Your in your living room. You want to record an episode of Boston Legal. You click the record button, and Tivo pops up that you already have L&O SVU scheduled to record.

HMO checks other Tivo on your network and see's nothing is scheduled to record and pops up this message.

Law & Order : SVU is currently scheduled to record on this tivo. Would you like to.

Cancel new recording
Cancel previous recording.
Record on Bedroom Tivo instead ( Using HMO you can transfer this recording to the Living Room Tivo once the Recording as finished)

Ok ok, I am at work and dont know the exact wording when you try to record something.
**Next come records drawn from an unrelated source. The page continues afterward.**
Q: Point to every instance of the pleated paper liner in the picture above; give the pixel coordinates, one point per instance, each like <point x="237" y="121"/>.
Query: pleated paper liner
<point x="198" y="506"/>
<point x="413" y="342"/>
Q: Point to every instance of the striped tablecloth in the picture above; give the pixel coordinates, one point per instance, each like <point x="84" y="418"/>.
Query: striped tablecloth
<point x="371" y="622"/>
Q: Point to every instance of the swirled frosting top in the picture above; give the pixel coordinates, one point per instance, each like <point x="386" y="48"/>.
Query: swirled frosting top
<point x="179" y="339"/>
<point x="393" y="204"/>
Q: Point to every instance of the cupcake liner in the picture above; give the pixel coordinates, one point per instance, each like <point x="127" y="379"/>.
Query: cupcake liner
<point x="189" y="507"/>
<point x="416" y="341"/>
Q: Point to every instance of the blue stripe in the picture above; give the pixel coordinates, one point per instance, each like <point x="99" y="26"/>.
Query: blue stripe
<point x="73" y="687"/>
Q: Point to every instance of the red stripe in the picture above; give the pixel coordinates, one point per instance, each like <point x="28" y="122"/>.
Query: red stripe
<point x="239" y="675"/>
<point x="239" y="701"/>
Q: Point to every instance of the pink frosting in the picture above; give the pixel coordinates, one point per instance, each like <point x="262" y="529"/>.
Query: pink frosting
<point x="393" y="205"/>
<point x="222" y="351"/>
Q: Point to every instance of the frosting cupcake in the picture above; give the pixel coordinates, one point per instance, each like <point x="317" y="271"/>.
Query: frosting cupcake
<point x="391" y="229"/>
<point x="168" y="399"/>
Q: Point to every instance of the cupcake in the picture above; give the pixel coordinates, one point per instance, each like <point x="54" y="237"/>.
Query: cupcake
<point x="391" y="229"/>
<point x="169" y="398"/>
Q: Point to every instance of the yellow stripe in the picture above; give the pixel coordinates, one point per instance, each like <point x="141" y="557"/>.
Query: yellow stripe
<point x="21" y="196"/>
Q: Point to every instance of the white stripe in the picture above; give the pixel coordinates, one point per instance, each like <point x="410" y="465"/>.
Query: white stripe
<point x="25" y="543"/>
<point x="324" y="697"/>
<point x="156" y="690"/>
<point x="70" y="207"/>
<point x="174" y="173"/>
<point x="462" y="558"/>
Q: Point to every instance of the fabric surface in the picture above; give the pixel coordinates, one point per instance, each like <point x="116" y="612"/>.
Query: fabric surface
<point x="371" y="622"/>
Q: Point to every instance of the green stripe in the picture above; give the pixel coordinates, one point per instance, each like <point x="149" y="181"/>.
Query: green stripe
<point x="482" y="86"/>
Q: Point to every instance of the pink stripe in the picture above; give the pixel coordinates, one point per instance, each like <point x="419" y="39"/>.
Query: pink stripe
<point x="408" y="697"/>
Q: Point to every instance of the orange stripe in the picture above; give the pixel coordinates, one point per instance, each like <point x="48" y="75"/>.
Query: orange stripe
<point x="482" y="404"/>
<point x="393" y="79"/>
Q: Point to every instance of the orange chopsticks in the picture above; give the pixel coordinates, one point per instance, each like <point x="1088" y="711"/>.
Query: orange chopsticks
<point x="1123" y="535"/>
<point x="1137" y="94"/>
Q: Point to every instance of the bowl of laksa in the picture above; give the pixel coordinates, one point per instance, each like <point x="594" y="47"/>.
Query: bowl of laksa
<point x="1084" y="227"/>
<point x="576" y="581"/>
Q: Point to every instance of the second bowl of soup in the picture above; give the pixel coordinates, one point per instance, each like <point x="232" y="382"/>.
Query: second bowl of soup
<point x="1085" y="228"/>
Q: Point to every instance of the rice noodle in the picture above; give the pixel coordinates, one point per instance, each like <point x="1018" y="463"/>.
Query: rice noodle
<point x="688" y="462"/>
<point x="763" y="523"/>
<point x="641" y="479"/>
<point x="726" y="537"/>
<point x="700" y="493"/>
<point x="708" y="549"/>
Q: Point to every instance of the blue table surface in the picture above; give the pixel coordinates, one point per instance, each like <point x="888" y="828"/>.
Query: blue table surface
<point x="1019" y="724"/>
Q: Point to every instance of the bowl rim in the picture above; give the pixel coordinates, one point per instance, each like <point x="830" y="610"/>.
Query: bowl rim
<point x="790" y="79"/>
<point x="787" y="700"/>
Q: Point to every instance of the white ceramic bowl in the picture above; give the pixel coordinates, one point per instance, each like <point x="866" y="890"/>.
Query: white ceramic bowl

With the HMO option on Tivo, I am really surprised they do not have this feature already.


----------



## hkancyr (Jan 20, 2002)

Makes alot of sense. I too have been hoping for universal tivo management from any tivo on the local network. Your idea is even better, and so logical I am surprised TiVo hasn't instituted it yet. Maybe they are waiting for series 3's enhanced capabilities for that one.


----------



## j2w2 (Feb 25, 2003)

Yeah, households with multi-TiVos need some sort of 'Clustering' or 'Load Balancing' with intelligence between them. That'll never happen though. Be nice to put all the shows you want on any given TiVo and have it intelligently spread them out across all available TiVos in the house. Any bets on whether we will ever see this?


----------



## windracer (Jan 3, 2003)

This is also what's known around here as "cooperative scheduling" and has been a long-requested feature. Maybe some day ...


----------



## Sirshagg (Dec 27, 2001)

JTalbert said:


> Situation.
> 
> Your in your living room. You want to record an episode of Boston Legal. You click the record button, and Tivo pops up that you already have L&O SVU scheduled to record.
> 
> ...


This is most definitely a needed feature.

I'd take it one step further and say that there should only be one now playing and one to do list for all the Tivos in the house.

If you are using the box in the family room and ask to record a show it would try to record it in the famility room but if something was already scheduled it would automatically record in another room (if possible) and transfer it to the family room.

When setting up a recording you should be able to tell it what Tivo in the house you would prefer the recording to be saved to as well. This way you could use the Tivo in the bedroom to schedule a recording to be watched on the family room set.

etc, etc.


----------